Chiquinho Santos conta que, desde criança, gostou de histórias de fantasmas. “Nasci numa casa humilde, onde vivo até hoje com meus pais. Segundo relatos dos meus avós, lá era uma fábrica de caixões, que eram usados para enterrar os mortos na igreja São Francisco, que é ao lado da minha casa. Quando eu fazia bagunça, e como meus pais sabiam que eu tinha medo dessas histórias, me colocavam de castigo à noite trancado na igreja escura e mal-assombrada. Apesar do medo, aquilo despertava a minha curiosidade”, lembra o funcionário público.
Uma tia de Chiquinho também contribuiu com as histórias. “Ela contava que uma irmã de caridade saía da minha casa de madrugada com o menino Jesus nos braços, entrava na igreja e desaparecia”, conta ele. Embora seja um “especialista em almas penadas”, Chiquinho garante nunca ter visto uma.

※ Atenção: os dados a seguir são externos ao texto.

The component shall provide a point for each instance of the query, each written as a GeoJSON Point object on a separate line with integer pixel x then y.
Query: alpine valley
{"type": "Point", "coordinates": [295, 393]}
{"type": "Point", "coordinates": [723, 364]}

A tia contava uma história, e Chiquinho botava tudo no papel. Uma delas foi a da “Procissão das Almas”, que subia a rua Dom Pedro II. “Entre as almas, tinha uma pessoa maior, que parou em frente à casa da falecida Dona Sinhá, deixando com ela uma vela, pedindo para não apagá-la naquela madrugada serena de Quarta-Feira de Cinzas. A velha, curiosa que era, não cumpriu a recomendação e a vela virou um osso de gente”, conta o funcionário público.
No dia seguinte, reza a lenda contada por Chiquinho, a procissão retornou. “O castigo da senhora foi acompanhar as almas”, conta ele. “A lenda da Procissão das Almas já dura 250 anos desde o princípio de Sabará, que hoje tem 307 anos”, diz. Vizinhos e outros moradores completaram as histórias que constam no livro.
A “Lenda da abóbora” fala de uma mulher chamada Sinhá, muito avarenta, que comprou uma abóbora numa meia-noite chuvosa de um homem que passou na rua. A abóbora sangrou ao ser cortada e dentro havia a cabeça de uma criança.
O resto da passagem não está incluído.